Previous topic

Disco API Reference

Next topic

disco.ddfs — Client interface for Disco Distributed Filesystem

This Page

disco.core — Client interface for Disco

The disco.core module provides a high-level interface for communication with the Disco master. It provides functions for submitting new jobs, querying status of the system, and getting results of jobs.

The Disco object encapsulates connection to the Disco master. Once a connection has been established, you can use the object to query status of the system, or submit a new job with the Disco.new_job() method. See the disco.func module for more information about constructing Disco jobs.

Disco.new_job() is provided with all information needed to run a job, which it packages and sends to the master. The method returns immediately and returns a Job object that corresponds to the newly started job.

class disco.core.Disco(master)

Opens and encapsulates connection to the Disco master.

Parameter:master – address of the Disco master, for instance disco://localhost.
blacklist(node)

Blacklists node so that tasks are no longer run on it.

(Added in version 0.2.4)

clean(name)

Cleans records of the job name.

Note that after the job records have been cleaned, there is no way to obtain addresses to the result files from the master. However, no data is actually deleted by Disco.clean(), in contrast to Disco.purge().

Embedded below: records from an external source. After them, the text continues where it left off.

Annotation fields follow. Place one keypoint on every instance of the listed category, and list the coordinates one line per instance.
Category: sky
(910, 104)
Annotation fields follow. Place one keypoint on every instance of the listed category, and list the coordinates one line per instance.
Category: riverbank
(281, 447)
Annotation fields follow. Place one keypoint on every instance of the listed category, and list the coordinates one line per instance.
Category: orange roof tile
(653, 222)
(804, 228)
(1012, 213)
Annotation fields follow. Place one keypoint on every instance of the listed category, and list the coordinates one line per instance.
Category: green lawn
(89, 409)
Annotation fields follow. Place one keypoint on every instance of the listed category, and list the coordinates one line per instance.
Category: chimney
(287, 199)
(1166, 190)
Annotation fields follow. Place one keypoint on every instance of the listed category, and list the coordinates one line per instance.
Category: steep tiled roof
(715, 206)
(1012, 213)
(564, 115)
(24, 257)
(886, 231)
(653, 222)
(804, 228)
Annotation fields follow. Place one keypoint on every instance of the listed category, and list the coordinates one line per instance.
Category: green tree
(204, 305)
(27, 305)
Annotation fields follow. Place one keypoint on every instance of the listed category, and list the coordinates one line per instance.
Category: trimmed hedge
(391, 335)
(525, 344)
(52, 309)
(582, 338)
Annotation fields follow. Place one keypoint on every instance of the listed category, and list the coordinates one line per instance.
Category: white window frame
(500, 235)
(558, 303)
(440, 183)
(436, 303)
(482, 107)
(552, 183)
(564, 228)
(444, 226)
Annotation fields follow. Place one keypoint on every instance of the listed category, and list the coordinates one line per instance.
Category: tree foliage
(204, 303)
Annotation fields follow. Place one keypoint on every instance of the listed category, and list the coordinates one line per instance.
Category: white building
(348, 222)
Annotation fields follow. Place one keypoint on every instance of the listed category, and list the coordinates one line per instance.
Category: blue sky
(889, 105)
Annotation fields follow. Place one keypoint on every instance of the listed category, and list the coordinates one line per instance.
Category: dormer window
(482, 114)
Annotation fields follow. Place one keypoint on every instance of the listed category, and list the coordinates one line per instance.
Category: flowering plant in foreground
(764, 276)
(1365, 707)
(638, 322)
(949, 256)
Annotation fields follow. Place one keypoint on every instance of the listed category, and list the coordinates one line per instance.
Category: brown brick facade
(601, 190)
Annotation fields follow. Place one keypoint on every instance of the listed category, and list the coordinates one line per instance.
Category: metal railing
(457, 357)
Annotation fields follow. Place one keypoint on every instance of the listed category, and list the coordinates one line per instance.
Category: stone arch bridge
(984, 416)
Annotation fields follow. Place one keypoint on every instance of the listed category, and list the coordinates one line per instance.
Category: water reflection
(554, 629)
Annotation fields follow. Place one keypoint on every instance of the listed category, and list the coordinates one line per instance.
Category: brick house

If you won’t need the results, use Disco.purge().

events(name, offset=0)

Returns an iterator that iterates over job events, ordered by time.

It is safe to call this function while the job is running.

The iterator returns tuples (offset, event). You can pass an offset value to this function, to make the iterator skip over the events before the specified offset. This provides an efficient way to monitor job events continuously. See DISCO_EVENTS in disco.settings for more information on how to enable the console output of job events.

(Added in version 0.2.3)

jobinfo(name)
Returns a dictionary containing information about the job name.
joblist()
Returns a list of jobs and their statuses.
jobspec(name)
Returns the raw job request package, as constructed by Disco.new_job(), for the job name.
kill(name)
Kills the job name.
new_job(name, **kwargs)

Submits a new job request to the master.

This method accepts the same set of keyword args as Job.run(). The master argument for the Job constructor is provided by this method. Returns a Job object that corresponds to the newly submitted job request.

nodeinfo()
Returns a dictionary describing status of the nodes that are managed by this Disco master.
oob_get(name, key)

Returns an out-of-band value assigned to key for the job name.

See disco.node.worker for more information on using OOB.

oob_list(name)

Returns all out-of-band keys for the job name.

OOB data is stored by the tasks of job name, using the disco_worker.put() function.

profile_stats(name, mode='')

Returns results of profiling of the given job name.

The job must have been run with the profile flag enabled.

You can restrict results specifically to the map or reduce task by setting mode either to "map" or "reduce". By default results include both the map and the reduce phases. Results are accumulated from all nodes.

The function returns a pstats.Stats object. You can print out results as follows:

job.profile_stats().print_stats()

(Added in version 0.2.1)

purge(name)
Deletes all records and files related to the job name.
request(url, data=None, offset=0)

Requests url at the master.

If a string data is specified, a POST request is made with data as the request payload.

A string is returned that contains the reply for the request. This method is mostly used by other methods in this class internally.

results(jobspec, timeout=2000)

Returns a list of results for a single job or for many concurrently running jobs, depending on the type of jobspec.

If jobspec is a string (job name) or the function is called through the job object (job.results()), this function returns a list of results for the job if the results become available in timeout milliseconds. If not, returns an empty list.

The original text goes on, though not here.